Residents of New Delhi and its suburbs endure poor air every winter as colder, heavier air traps construction dust, vehicle emissions and smoke from the burning of crop stubble in the nearby states of Punjab and Haryana.

However, paddy crop residue burning has reduced by 31% in the period from Sept. 15 till Nov. 30 this year, the government said in a statement on Monday.

The total number of farm fires in Punjab, Haryana and Delhi's suburbs fell to 53,792, owing to improved machinery and bio-decomposers to destroy crop residue, according to government data.

"Significant reduction in paddy crop residue burning events in the current year is reflective of vigorous and consistent efforts made by Central Government and State Governments and other stakeholders," the government said.

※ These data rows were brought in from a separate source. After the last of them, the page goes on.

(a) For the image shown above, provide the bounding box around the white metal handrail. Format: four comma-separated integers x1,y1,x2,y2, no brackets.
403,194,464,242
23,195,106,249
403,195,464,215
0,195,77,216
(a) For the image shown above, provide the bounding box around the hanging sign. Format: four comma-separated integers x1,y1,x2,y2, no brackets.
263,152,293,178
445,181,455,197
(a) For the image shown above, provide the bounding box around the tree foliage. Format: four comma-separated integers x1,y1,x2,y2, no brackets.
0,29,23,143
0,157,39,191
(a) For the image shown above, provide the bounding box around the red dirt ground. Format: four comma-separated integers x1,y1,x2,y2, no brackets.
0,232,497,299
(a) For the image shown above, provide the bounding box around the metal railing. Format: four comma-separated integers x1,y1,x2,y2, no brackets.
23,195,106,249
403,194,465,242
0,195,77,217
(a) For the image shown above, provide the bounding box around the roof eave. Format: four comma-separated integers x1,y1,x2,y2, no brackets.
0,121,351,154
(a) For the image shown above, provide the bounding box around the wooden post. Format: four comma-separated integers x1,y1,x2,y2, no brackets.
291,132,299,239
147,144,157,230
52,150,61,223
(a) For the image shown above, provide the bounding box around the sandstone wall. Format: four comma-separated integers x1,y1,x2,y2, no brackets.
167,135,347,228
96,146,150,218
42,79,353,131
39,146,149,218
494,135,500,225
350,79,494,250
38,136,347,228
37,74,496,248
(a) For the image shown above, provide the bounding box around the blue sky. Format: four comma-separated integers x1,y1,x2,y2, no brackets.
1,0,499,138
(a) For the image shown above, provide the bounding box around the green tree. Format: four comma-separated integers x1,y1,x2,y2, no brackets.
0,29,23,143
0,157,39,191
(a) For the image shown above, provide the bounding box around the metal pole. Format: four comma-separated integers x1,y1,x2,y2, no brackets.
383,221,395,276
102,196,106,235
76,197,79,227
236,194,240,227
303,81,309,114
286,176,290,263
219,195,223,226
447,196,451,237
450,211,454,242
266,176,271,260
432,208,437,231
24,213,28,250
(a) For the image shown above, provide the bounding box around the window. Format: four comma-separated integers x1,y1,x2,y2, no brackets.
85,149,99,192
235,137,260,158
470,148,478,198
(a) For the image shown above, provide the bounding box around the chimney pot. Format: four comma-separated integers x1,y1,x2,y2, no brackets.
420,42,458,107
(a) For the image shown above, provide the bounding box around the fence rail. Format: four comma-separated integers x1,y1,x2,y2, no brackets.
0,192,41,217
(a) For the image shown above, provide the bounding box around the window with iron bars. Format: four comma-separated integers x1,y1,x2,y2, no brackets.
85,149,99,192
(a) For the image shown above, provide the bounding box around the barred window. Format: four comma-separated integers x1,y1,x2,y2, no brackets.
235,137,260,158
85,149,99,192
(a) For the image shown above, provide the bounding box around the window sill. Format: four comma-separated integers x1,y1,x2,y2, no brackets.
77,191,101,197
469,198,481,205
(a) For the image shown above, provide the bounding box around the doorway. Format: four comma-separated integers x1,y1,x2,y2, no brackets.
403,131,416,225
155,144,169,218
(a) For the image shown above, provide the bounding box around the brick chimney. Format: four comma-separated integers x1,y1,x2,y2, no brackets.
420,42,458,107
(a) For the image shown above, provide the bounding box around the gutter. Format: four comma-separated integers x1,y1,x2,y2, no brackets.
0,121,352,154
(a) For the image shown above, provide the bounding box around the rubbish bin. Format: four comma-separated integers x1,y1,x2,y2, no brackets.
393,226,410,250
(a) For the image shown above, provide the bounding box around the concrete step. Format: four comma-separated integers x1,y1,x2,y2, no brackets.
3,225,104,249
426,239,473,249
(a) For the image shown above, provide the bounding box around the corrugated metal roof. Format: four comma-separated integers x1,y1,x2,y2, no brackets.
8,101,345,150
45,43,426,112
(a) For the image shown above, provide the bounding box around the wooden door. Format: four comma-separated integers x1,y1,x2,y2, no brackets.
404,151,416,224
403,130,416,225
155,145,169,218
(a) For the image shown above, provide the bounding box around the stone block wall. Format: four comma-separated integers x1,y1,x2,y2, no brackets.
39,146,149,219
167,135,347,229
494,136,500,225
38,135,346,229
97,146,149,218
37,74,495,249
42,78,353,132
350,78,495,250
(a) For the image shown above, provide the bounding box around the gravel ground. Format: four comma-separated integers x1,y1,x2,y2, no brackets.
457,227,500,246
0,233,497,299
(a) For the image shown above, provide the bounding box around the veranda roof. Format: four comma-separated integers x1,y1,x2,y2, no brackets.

Environmentalists have often said that tackling farm fires alone will not clean Delhi's filthy air, which remained in the 'very poor' category on Monday.

The central government banned all private construction in the city and surrounding areas and enforced restrictions on diesel vehicles plying in the city. Authorities also sprayed water in some neighbourhoods to try to clear the air.

The government said that average daily air quality index has improved to 320.6 points in November, from 376.50 in November, 2021.